Okay, but he's got the length, and at least partially, the weight issue covered. He did say he was moving up from a 30 footer, to at least 38 feet. Skip the lightweights. They respond more abruptly to sea and wind influences. Do not get a boat with an emphasis on flat-bottomed hull for downwind planing...it'll pound you. Look for a bow with a fine water entry, not a blunt bow. Generous beam makes for a roomy cabin, but don't take it at the exclusion of displacement. As discussed, heavy boats go through the water, they're less likely to get tossed about. In that comparison, it's a lot like a big old car vs the econo-boxes. The big car cruises like on a cloud, the lightweights get knocked around by the clouds.
If possible, arrange for some demo cruises. Nothing like actually feeling the boat in action.


----------



## SailinJay (Dec 6, 2002)

Wonder if he still cares, after over five years, or is still around on this board, since he hasn't posted in over four years.


----------



## Curt (May 29, 2006)

SailinJay said:


> Wonder if he still cares, after over five years, or is still around on this board, since he hasn't posted in over four years.


I do not know but I can say I do appreciate the thread getting bumped and the great bit of detail Jeff made in his reply. It helps me in my consideration very much. For my needs it is apparent that a shoal keel is the best however I am very reluctant to go with a centerboard for the cavity and maintenance problems it can present. Still trying to sort this out and the information does help.


----------



## Valiente (Jun 16, 2006)

Jeff_H said:


> There seems to be a variety of things happening in yacht design. Some offer an improvement in sailing ability and comfort and some don''t.


Wow. That was unexpectedly lucid for a forum. Thanks.


----------



## kms (Mar 25, 2001)

*Marchaj,s book*

I am a little curious about the book mentioned by Marchaj. It was stated as "Seakindliness The Forgotten Factor". I can't find a copy of this book. I can find a copy of "Seaworthiness The Forgotten Factor" by the same author. Are there two different names to one book or two different books with two different names or one book with one name?

kms


----------



## sailingdog (Mar 19, 2006)

I believe the book is titled, "Seaworthiness: The forgotten factor" and misnamed in the previous post.


----------



## captainmidnight (Dec 19, 2008)

Pacific Seacraft are "seakindly" boats, they move well and generally stay dry on deck.


----------



## M275sailer (Aug 29, 2008)

The last issue of Good Old Boat had a very detailed article on this topic


----------



## sailaway21 (Sep 4, 2006)

Marchaj's Seaworthiness: _The forgotten factor_ explores all of the points made be Jeff above and is still well worth the investment.
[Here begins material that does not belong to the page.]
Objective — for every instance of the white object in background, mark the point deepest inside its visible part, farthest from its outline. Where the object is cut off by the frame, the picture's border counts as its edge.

Seakindliness in a boat becomes a matter of seaworthiness once crew capabilities become reduced.


----------



## nickpapa (Sep 1, 2009)

Look also into a nice comparison by Beth Leonard (in her book and articles) of their old boat a 38 foot design which she liked for its easy motion and their new 47' aluminum boat that although bigger is not more comfortable.


----------



## wolfenzee (Jul 13, 2008)

Valiente said:


> Originally Posted by Jeff_H
> There seems to be a variety of things happening in yacht design. Some offer an improvement in sailing ability and comfort and some don''t.
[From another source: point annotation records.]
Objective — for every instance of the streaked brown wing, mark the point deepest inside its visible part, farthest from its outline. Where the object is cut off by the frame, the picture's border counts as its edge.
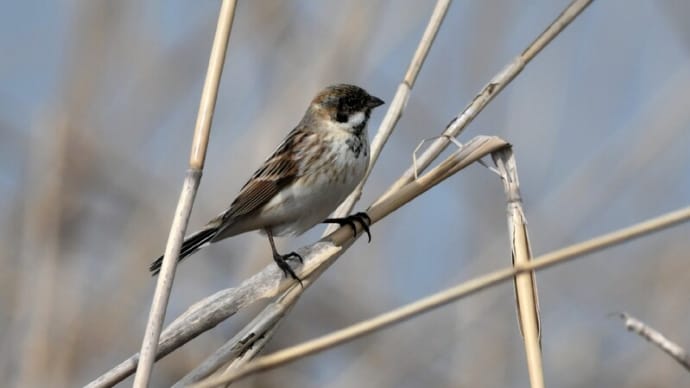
(277, 172)
(274, 175)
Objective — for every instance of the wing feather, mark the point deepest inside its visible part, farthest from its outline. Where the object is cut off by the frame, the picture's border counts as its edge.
(277, 172)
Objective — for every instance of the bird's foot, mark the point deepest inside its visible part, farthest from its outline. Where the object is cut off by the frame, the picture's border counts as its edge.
(361, 217)
(282, 262)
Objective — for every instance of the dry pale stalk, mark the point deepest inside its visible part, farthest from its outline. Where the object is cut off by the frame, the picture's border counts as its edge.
(444, 297)
(474, 150)
(654, 336)
(384, 131)
(149, 345)
(271, 282)
(482, 99)
(397, 106)
(525, 283)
The sailing ability that is emphasized in modern yacht design is an attempt to emulate racing boats....theoretically faster than the guy in the next slip, but takes alot more work and is hard in rough weather.
The interior has long been designed around the "average sailor" which in the US is a husband, wife and kids keeping their boat in a marina doing weekend coastal cruising with the interior design to satisfy the housewife (we all know who controls the purse strings). 
Americans like to have a dedicated room for sleeping, so the marketing industry came up with a large Vee berth....absolutely the worst place to be below in nasty weather.
Full keel doesn't necessarily mean slow


----------



## Barquito (Dec 5, 2007)

Good info in this post... spanning 2001, 2006, 2008, 2009, and 2013.


----------